Trump Sanctions Venezuela’s Vice President as ‘Drug Trafficking Kingpin’

Photo by Mark Renders/Getty Images

The Trump administration has seriously turned up the heat on Venezuela, slapping sanctions on the country’s vice president as a drug “kingpin.”

On Monday, the Treasury Department’s Office of Foreign Assets Control (OFAC) officially named Tareck Zaidan El Aissami as a “Specially Designated Narcotics Trafficker” under terms of the Foreign Narcotics Kingpin Designation Act (Kingpin Act) of 1999. The order charges that El Aissami received pay-offs from a trafficking network linked to Mexico’s Zetas narco-gang.

Under the order, U.S. nationals and corporations are barred from doing business with El Aissami, and all his assets within the country are frozen.

“OFAC’s action today is the culmination of a multi-year investigation under the Kingpin Act to target significant narcotics traffickers in Venezuela and demonstrates that power and influence do not protect those who engage in these illicit activities,” said John E. Smith, OFAC’s acting director.

But it’s hard to believe El Aissami wasn’t singled out precisely because of his power and influence within Venezuela.

After serving as minister of justice and interior, he was just appointed vice president by President Nicolás Maduro on Jan. 4. He also finds the time to simultaneously serve as the governor of Aragua state, having been elected there in 2012.

OFAC’s move comes days after a bipartisan group of 34 U.S. lawmakers urged Trump to apply new sanctions against Venezuela, alleging that it supports narco-trafficking and “terrorism.” Rep. Ileana Ros-Lehtinen and Sen. Robert Menendez co-authored a letter to Trump endorsed by 32 colleagues, specifically calling on the president to investigate El Aissam’s supposed links to Middle Eastern terrorist groups.

El Aissam is the son of Syrian and Lebanese immigrants, and the OFAC statement named another Venezuelan of Middle Eastern background—Walid Makled AKA “El Turco” (the Turk), supposed boss the Cartel de los Soles (Cartel of the Suns)—as overseer of the narco network that he protected.
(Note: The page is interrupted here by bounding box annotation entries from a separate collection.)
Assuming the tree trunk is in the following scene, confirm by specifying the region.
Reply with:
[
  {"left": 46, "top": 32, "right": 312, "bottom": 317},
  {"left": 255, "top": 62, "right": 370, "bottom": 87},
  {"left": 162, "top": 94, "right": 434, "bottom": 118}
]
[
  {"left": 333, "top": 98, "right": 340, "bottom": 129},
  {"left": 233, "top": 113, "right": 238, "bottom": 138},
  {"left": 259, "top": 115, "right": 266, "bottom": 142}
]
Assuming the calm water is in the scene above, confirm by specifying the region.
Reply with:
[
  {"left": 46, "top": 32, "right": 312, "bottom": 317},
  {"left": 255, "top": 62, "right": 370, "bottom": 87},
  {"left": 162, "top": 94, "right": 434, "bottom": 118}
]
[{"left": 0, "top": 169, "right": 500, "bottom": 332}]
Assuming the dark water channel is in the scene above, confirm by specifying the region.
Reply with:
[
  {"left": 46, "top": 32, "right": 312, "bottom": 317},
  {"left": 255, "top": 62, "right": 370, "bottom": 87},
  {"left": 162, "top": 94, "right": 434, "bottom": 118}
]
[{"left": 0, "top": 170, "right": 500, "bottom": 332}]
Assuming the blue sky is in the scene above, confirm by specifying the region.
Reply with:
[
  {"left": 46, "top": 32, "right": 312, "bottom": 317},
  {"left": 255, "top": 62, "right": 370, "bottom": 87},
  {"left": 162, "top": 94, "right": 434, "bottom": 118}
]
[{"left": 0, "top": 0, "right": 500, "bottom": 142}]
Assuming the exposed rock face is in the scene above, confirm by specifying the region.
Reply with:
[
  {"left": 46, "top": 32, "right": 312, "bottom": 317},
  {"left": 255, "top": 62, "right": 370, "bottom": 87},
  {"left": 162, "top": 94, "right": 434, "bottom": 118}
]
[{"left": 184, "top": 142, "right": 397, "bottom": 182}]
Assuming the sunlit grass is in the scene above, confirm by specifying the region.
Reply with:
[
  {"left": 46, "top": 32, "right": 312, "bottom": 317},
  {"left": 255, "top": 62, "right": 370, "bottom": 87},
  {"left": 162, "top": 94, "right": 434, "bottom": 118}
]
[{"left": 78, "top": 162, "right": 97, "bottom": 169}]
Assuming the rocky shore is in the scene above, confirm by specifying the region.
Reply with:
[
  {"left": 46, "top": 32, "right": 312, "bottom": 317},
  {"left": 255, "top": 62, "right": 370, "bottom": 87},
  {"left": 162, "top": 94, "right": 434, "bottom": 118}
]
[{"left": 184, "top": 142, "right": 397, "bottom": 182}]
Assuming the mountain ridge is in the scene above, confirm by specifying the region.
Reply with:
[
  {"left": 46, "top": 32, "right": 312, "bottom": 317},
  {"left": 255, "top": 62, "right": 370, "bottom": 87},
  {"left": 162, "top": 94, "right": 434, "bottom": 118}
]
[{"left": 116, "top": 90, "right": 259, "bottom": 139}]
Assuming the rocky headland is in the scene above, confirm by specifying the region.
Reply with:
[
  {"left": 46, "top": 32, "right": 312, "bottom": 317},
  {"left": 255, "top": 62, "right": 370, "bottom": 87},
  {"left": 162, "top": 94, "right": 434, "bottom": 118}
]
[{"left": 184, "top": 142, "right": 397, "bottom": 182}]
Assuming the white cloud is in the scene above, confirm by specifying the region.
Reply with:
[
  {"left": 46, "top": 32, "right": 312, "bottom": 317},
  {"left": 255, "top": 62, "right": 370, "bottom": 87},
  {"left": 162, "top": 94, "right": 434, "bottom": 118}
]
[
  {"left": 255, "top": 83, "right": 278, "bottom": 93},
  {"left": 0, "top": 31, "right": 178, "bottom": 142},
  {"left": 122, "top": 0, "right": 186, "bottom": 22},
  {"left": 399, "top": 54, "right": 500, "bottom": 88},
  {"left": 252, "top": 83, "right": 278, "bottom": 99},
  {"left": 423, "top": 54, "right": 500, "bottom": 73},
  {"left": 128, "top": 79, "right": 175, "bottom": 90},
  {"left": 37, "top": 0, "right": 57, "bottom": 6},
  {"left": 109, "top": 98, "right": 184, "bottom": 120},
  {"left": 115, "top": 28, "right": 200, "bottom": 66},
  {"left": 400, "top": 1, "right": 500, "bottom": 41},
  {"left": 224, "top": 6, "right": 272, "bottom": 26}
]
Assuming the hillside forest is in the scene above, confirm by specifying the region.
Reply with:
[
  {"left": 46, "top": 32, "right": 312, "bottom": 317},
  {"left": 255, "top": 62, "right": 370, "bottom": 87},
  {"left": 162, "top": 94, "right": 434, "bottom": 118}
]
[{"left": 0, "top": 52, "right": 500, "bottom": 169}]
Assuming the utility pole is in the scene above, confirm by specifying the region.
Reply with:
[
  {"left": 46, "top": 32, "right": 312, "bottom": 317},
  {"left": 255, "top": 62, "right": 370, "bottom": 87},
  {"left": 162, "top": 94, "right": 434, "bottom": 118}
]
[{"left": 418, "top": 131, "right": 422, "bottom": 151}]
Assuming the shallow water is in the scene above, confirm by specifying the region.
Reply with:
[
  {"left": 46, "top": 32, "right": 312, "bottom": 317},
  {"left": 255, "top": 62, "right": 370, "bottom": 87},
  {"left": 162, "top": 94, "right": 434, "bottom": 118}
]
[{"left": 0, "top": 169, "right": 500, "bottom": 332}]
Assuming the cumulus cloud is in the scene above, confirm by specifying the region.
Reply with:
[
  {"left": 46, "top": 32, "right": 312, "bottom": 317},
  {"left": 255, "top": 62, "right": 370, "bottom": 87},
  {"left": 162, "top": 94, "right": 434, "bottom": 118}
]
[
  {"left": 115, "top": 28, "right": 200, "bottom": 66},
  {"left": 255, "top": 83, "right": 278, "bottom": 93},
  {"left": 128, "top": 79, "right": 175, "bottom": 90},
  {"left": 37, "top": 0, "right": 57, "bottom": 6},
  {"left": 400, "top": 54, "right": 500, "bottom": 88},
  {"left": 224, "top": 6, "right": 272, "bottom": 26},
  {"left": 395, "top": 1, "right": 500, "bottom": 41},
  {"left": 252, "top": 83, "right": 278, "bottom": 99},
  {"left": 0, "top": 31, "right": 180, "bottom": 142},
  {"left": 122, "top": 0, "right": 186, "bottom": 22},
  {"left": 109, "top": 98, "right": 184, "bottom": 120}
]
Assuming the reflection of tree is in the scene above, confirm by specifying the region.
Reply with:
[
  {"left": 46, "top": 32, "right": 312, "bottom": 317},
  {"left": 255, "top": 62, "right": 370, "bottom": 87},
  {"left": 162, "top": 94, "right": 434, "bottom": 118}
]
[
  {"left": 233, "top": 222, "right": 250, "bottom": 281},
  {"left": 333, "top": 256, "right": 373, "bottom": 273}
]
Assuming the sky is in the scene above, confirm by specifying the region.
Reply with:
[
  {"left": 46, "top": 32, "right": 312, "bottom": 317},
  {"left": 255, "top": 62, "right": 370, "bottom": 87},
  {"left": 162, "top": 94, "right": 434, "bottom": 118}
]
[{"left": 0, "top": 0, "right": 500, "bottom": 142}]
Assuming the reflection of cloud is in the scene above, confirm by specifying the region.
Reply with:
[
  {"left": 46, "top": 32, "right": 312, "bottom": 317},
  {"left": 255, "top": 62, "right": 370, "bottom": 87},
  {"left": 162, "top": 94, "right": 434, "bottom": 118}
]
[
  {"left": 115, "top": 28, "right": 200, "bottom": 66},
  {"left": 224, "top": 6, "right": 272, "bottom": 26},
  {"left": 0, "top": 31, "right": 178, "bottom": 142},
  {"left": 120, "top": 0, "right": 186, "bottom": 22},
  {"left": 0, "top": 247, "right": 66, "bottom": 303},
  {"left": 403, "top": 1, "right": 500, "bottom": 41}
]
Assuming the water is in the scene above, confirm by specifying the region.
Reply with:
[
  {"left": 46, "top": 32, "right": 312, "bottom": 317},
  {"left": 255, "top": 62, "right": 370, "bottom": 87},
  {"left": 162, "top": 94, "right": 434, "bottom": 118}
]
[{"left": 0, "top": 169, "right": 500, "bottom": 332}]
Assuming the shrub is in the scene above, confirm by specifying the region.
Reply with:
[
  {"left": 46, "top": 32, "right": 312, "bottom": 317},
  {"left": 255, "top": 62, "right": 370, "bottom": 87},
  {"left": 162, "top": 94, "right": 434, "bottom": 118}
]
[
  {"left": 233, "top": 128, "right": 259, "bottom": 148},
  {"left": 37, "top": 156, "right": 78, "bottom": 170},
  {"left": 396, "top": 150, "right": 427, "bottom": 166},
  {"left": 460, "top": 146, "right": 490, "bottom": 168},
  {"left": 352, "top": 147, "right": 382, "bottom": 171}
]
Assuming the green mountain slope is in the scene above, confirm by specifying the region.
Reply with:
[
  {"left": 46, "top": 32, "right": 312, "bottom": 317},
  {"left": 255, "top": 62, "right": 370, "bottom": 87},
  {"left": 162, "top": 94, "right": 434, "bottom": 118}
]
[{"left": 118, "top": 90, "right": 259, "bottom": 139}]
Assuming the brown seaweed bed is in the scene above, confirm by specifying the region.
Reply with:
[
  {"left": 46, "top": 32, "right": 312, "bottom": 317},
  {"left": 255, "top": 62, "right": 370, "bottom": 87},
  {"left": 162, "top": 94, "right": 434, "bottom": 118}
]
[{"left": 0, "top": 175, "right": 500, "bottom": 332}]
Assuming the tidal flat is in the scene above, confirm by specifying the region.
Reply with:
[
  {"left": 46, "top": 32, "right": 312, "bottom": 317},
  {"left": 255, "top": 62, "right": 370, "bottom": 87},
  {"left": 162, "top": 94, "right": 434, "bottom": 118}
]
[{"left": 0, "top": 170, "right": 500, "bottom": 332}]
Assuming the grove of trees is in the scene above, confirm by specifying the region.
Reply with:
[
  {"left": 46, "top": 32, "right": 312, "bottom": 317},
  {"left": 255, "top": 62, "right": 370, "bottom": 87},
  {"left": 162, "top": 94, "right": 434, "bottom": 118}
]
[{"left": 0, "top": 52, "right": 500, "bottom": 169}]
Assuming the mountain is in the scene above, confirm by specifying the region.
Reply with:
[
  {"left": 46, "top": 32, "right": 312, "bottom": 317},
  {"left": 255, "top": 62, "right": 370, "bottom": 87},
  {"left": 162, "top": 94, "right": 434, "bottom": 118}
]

Since being extradited to Colombia to face drug charges in 2010, El Turco has been claiming that all his operations were protected by the Venezuelan government. He’s also titillated investigators with claims to knowledge about the operations of Hezbollah in Latin America.

These claims may or may not be true, but they are certainly useful for certain Capitol Hill agendas. There has been endless speculation about collaboration between Middle Eastern terrorists and Latin American drug cartels to infiltrate the U.S. homeland—but very little actual evidence.

Media accounts now will probably fail to note that in his capacity as interior minister, El Aissam cooperated with the U.S. against traffickers operating in Venezuela, including turning over to the DEA three high-level suspects who were accused of links to Los Zetas in 2010.